Leichtbau mit Laser Powder Bed Fusion
Zwei Vorträge präsentierten Erkenntnisse aus der Forschung der Hochschule Landshut, rund um den Leichtbau und das Laser Powder Bed Fusion Verfahren (LPBF). Martin Maier (Hochschule Landshut) befasste sich mit der Single-Laser-Track-Belichtungsstrategie für die Fertigung dünnwandiger Plattenstrukturen mittels dieses Verfahrens (LPBF). Die Additive Fertigung biete u.a. durch dünnwandige Lattice-Plattenstrukturen ein großes Leichtbaupotenzial. Maier untersuchte im Rahmen des Forschungsprojekts „Entwicklung, Fertigung, Charakterisierung und Modellierung von mittels selektivem Laserschmelzen hergestellten Leichtbaustrukturen" (gefördert durch die Deutsche Forschungsgemeinschaft DFG) solche mit der effektiven Single-Laser-Track-Belichtung gefertigter Strukturen, die aus ALSi10Mg als Standardpulver gefertigt wurden. Durch Anpassung der Prozessparameter waren Wandstärken von < 0,2 mm und großer geometrischer Genauigkeit sowie nur geringen Poren, untersucht mittels Computertomographie, möglich.
Die Radien an Kreuzungen wurden durch iterative Annäherung optimiert. Dabei zeigte sich, dass bei zu großen Radien das Pulver nur unzureichend aufgeschmolzen wurde und dass das Aufheizen der Bauplattform einen ähnlichen positiven Effekt wie eine Wärmenachbehandlung hat. Die 3D-gedruckten Lattice-Strukturen erreichten hinsichtlich der Streckgrenze die Spitzenwerte von massiven Proben. Durch die optimierten Radien an den Plattenkreuzungen konnte eine deutliche Steigerung der gewichtsspezifischen Steifigkeit sowie der Bruchdehnung erreicht und damit hohes Leichtbaupotenzial realisiert werden.

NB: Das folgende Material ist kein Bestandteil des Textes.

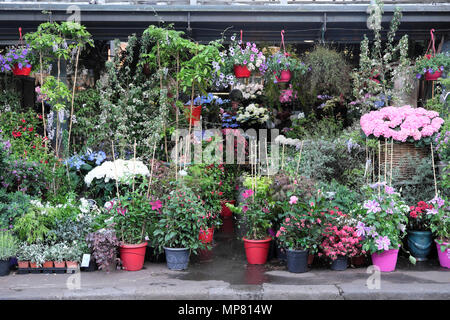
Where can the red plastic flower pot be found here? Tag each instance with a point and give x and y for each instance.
(285, 76)
(433, 76)
(226, 212)
(21, 72)
(206, 236)
(132, 256)
(193, 116)
(386, 260)
(444, 257)
(257, 250)
(241, 71)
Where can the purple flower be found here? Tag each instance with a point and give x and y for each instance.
(372, 206)
(383, 243)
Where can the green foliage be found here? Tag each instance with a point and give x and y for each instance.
(8, 245)
(182, 216)
(330, 72)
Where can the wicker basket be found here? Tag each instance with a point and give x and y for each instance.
(403, 153)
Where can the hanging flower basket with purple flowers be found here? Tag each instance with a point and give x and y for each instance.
(16, 60)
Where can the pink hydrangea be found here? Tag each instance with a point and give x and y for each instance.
(401, 123)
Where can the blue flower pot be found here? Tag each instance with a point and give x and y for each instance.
(419, 243)
(177, 258)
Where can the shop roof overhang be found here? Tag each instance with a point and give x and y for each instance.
(336, 22)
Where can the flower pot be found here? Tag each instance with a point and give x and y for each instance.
(419, 243)
(132, 256)
(21, 72)
(444, 257)
(257, 250)
(72, 264)
(194, 115)
(206, 236)
(433, 76)
(226, 212)
(358, 261)
(4, 267)
(340, 264)
(241, 71)
(177, 258)
(59, 264)
(386, 260)
(285, 76)
(297, 260)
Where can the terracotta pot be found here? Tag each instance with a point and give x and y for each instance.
(21, 72)
(433, 76)
(59, 264)
(241, 71)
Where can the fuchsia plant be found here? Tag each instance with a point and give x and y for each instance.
(401, 123)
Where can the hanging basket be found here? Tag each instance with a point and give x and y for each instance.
(21, 72)
(403, 153)
(433, 76)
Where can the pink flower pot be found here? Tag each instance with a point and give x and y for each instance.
(285, 76)
(444, 257)
(386, 260)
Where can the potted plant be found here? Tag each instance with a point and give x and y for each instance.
(103, 243)
(382, 225)
(280, 67)
(340, 244)
(432, 67)
(440, 226)
(132, 216)
(177, 230)
(8, 249)
(419, 234)
(255, 220)
(17, 60)
(243, 58)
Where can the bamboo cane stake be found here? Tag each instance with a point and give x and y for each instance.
(115, 170)
(434, 170)
(73, 98)
(392, 160)
(151, 170)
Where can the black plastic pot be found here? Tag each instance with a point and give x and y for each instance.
(297, 260)
(4, 267)
(177, 258)
(340, 264)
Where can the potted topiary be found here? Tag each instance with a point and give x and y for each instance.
(440, 226)
(382, 224)
(177, 230)
(8, 249)
(17, 60)
(419, 234)
(255, 219)
(432, 68)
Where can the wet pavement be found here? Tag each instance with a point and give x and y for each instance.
(223, 273)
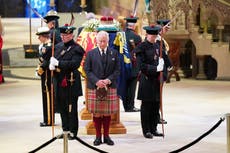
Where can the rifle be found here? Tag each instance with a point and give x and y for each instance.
(52, 87)
(135, 8)
(161, 73)
(48, 100)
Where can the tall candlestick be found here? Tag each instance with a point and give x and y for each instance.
(82, 2)
(52, 4)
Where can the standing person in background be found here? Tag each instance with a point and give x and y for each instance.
(45, 52)
(1, 44)
(102, 70)
(67, 59)
(52, 23)
(148, 53)
(132, 39)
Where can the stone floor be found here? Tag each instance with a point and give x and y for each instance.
(191, 108)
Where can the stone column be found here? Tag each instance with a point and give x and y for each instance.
(228, 132)
(220, 28)
(200, 61)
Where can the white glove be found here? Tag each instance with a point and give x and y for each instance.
(51, 67)
(160, 65)
(54, 61)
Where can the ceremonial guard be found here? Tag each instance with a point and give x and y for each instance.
(148, 53)
(132, 39)
(66, 60)
(163, 23)
(45, 51)
(102, 69)
(51, 20)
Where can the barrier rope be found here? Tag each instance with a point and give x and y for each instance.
(60, 136)
(101, 151)
(46, 143)
(199, 138)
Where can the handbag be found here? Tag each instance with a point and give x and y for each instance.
(101, 93)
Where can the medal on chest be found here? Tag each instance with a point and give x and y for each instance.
(43, 50)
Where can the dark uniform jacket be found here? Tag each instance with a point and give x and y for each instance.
(132, 36)
(147, 54)
(57, 35)
(95, 71)
(69, 56)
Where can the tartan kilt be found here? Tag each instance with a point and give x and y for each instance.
(109, 106)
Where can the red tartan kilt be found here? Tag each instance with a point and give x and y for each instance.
(109, 106)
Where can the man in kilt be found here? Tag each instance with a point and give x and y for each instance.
(67, 58)
(102, 70)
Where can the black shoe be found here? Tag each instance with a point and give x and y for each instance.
(133, 110)
(97, 141)
(43, 124)
(157, 134)
(136, 109)
(148, 135)
(108, 141)
(162, 121)
(72, 136)
(60, 136)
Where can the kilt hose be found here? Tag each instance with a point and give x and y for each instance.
(106, 107)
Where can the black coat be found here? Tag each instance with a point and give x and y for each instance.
(69, 56)
(132, 36)
(147, 54)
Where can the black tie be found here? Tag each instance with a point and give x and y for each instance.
(103, 59)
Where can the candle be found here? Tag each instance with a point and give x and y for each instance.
(52, 4)
(82, 2)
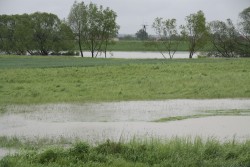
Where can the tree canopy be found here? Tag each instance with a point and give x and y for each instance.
(37, 33)
(93, 26)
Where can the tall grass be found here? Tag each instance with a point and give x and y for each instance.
(114, 80)
(175, 152)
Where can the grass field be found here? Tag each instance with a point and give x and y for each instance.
(28, 80)
(34, 80)
(174, 152)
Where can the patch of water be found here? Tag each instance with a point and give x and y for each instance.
(140, 55)
(125, 120)
(221, 128)
(130, 111)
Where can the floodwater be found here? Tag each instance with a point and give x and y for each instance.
(126, 120)
(140, 55)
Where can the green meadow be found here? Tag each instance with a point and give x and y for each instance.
(175, 153)
(42, 80)
(32, 80)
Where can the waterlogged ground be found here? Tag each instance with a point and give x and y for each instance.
(127, 120)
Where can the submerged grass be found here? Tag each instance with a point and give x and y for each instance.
(175, 152)
(115, 80)
(207, 114)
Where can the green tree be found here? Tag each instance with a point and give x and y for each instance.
(46, 28)
(93, 26)
(7, 29)
(77, 21)
(223, 37)
(167, 32)
(244, 31)
(142, 34)
(195, 32)
(23, 35)
(110, 28)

Mit dem Ermüdungsverhalten von per LPBF gefertigten Strukturen aus TI-6242, einer Legierung mit vielversprechenden Eigenschaften für Hochtemperaturanwendungen, befasste sich der Vortrag von Florian Hartl, ebenfalls wissenschaftlicher Mitarbeiter der Hochschule Landshut im Leichtbau Kompetenzzentrum. Ein Thema, das in der Literatur für additive Fertigung (AF) bisher kaum thematisiert ist, wie er erläuterte. Die Legierung zeichne sich durch hohe Korrosionsbeständigkeit, gute Schweißbarkeit bei einem Kriechwiderstand bis ca. 550 °C aus. Allerdings sei eine Wärmebehandlung für die Optimierung der Mikrostruktur notwendig.

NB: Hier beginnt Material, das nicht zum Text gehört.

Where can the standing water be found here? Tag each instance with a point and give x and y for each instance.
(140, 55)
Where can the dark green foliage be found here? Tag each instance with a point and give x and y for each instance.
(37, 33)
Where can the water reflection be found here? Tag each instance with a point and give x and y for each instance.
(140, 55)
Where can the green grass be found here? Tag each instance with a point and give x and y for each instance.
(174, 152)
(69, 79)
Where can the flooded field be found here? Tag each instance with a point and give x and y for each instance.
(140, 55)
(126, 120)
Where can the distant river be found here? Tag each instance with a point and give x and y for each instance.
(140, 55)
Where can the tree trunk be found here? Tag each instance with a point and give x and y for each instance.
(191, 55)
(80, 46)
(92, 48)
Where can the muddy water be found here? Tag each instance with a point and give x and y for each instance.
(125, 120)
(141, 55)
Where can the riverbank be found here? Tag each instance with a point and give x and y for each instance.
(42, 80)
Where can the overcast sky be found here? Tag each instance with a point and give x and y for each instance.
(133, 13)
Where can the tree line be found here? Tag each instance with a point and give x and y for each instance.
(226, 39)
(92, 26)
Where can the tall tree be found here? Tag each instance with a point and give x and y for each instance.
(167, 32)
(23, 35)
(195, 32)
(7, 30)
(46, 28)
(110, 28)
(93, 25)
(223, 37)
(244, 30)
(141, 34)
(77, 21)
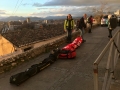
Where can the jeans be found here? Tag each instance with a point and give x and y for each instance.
(110, 33)
(69, 35)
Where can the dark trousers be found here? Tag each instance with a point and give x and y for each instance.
(69, 35)
(110, 33)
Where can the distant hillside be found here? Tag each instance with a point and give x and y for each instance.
(16, 18)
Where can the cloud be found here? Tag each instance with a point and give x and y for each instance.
(74, 2)
(59, 11)
(2, 12)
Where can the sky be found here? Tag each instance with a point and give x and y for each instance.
(44, 8)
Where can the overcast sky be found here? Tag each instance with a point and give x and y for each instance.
(43, 8)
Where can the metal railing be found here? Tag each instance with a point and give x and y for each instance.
(112, 50)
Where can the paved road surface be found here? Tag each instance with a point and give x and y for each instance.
(64, 74)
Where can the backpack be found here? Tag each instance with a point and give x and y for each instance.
(68, 52)
(88, 20)
(113, 22)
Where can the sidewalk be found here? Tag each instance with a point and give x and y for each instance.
(65, 74)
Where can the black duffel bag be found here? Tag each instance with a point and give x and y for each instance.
(18, 78)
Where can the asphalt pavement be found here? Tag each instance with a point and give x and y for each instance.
(66, 74)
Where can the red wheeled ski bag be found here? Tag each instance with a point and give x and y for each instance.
(78, 41)
(68, 51)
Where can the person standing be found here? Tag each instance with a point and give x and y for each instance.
(82, 25)
(90, 23)
(112, 24)
(68, 27)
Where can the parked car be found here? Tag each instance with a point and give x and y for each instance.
(104, 20)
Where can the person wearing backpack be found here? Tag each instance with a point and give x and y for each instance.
(112, 24)
(82, 25)
(68, 27)
(90, 23)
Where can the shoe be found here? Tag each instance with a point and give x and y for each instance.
(83, 41)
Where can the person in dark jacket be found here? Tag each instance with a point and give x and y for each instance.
(82, 24)
(68, 27)
(89, 23)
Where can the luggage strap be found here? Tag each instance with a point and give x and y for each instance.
(116, 47)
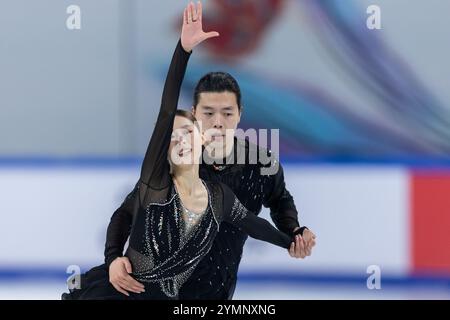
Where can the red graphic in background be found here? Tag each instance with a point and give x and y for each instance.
(430, 198)
(241, 24)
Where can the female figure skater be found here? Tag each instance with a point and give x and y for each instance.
(176, 214)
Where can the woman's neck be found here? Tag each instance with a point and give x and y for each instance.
(187, 180)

Er stellte Ergebnisse seiner Untersuchungen im Rahmen des EU-geförderten (INTERREG VI-A Bayern-Österreich) Forschungsprojektes „Ressourceneffiziente Bauteilinnovationen durch additive Fertigungsverfahren im bayerischen und österreichischen Grenzraum REBI“ vor. Bei zyklischen Versuchen an Probekörpern stellte sich heraus, dass bei der Analyse der Bruchflächen und Poren eine Vorhersagbarkeit des Materialverhaltens weder über die gängige Wöhlerkurve, noch über das Spannungs-Intensität-Faktoren-Modell (SIF-Modell) zufriedenstellend möglich war. Weitere Untersuchungen mit Berücksichtigung der Porenverteilung, also deren Größe und Position, sowie weiterer Faktoren sind also erforderlich, um ein komplexeres Lebensdauermodell für diesen Werkstoff erstellen zu können.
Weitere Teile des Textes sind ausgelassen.